Dev
April 21, 2019

Entity Framework Core Performance Optimization

Last year I talked about Entity Framework Core. It is a easy and feature rich ORM which makes working with database in a .NET environment typesafe. But even though it makes things easy, there are ambiguous cases which can take us off guard. Today we will see four of this cases and how to deal with them.

  1. Client evaluation
  2. Iteration
  3. Include and ThenInclude
  4. NoTracking

For the following examples, I will be using SQLite with Entity Framework Core.

tl;dr

  1. Make sure that the query constructed in c# uses function that can be translated to SQL,
  2. Make sure that there isn’t an abnormal amount of queries created and that it does not iter item per item,
  3. Make sure to use Include and ThenInclude for object relation to include them after query execution, before query execution it is not needed,
  4. Use NoTracking for readonly queries to disable tracking on entity to yield better performance.

1. Client evaluation

The following example illustrates the first case, client evaluation:

var query = _dbContext.Posts
    .Where(p => p.BlogId == blogId && p.AuthorId == authorId && p.Title.Contains(title, StringComparison.OrdinalIgnoreCase));

return await query.ToListAsync();

We are executing a query and using .Contains(string, StringComparison.OrdinalIgnoreCase), the compiler allows us to write it as it is valid code and Entity Framework runs properly. But if we look at the logs, we’ll see a warning:

warn: Microsoft.EntityFrameworkCore.Query[20500]
      The LINQ expression 'where [p].Title.Contains(__title_2, OrdinalIgnoreCase)' could not be translated and will be evaluated locally.

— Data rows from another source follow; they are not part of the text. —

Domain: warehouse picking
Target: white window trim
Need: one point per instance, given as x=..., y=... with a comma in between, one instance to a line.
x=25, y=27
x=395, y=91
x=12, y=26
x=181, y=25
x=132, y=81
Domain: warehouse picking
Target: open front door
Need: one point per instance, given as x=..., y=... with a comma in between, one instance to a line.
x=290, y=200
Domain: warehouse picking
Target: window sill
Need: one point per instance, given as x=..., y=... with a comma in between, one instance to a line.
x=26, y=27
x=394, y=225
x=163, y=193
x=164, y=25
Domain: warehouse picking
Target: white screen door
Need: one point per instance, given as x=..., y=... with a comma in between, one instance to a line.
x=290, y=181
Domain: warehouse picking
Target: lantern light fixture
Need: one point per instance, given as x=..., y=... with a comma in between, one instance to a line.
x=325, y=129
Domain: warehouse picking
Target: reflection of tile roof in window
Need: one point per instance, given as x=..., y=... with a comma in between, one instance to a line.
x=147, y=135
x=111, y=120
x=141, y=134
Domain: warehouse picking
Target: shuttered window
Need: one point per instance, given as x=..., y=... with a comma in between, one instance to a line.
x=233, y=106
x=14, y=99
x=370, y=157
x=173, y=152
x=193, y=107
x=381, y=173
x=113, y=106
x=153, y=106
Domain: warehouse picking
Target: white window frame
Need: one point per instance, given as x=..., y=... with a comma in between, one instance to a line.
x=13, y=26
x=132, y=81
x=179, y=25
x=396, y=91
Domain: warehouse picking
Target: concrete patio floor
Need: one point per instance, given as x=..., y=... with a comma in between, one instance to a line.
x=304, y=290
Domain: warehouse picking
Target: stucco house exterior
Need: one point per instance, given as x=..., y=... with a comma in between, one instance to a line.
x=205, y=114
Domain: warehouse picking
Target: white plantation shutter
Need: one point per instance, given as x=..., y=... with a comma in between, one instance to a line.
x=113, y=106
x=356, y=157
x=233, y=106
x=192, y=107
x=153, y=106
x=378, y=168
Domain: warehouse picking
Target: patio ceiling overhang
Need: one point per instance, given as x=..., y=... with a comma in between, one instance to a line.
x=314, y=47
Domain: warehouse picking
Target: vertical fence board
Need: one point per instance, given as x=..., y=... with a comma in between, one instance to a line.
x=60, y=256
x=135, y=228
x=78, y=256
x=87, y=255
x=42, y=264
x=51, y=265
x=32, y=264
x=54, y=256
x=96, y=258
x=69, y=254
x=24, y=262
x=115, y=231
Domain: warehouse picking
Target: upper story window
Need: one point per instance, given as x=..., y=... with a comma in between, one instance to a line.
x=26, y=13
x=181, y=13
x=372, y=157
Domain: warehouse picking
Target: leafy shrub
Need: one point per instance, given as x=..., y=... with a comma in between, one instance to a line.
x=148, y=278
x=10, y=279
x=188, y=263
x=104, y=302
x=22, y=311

This indicates that the where clause will be executed locally therefore all elements that satisfy p.BlogId == blogId && p.AuthorId == authorId will be fetched locally then filtered locally, in log we can see the query:

info: Microsoft.EntityFrameworkCore.Database.Command[20101]
      Executed DbCommand (7ms) [Parameters=[@__blogId_0='?', @__authorId_1='?'], CommandType='Text', CommandTimeout='30']
      SELECT "p"."Id", "p"."AuthorId", "p"."BlogId", "p"."Content", "p"."Title"
      FROM "Posts" AS "p"
      WHERE ("p"."BlogId" = @__blogId_0) AND ("p"."AuthorId" = @__authorId_1)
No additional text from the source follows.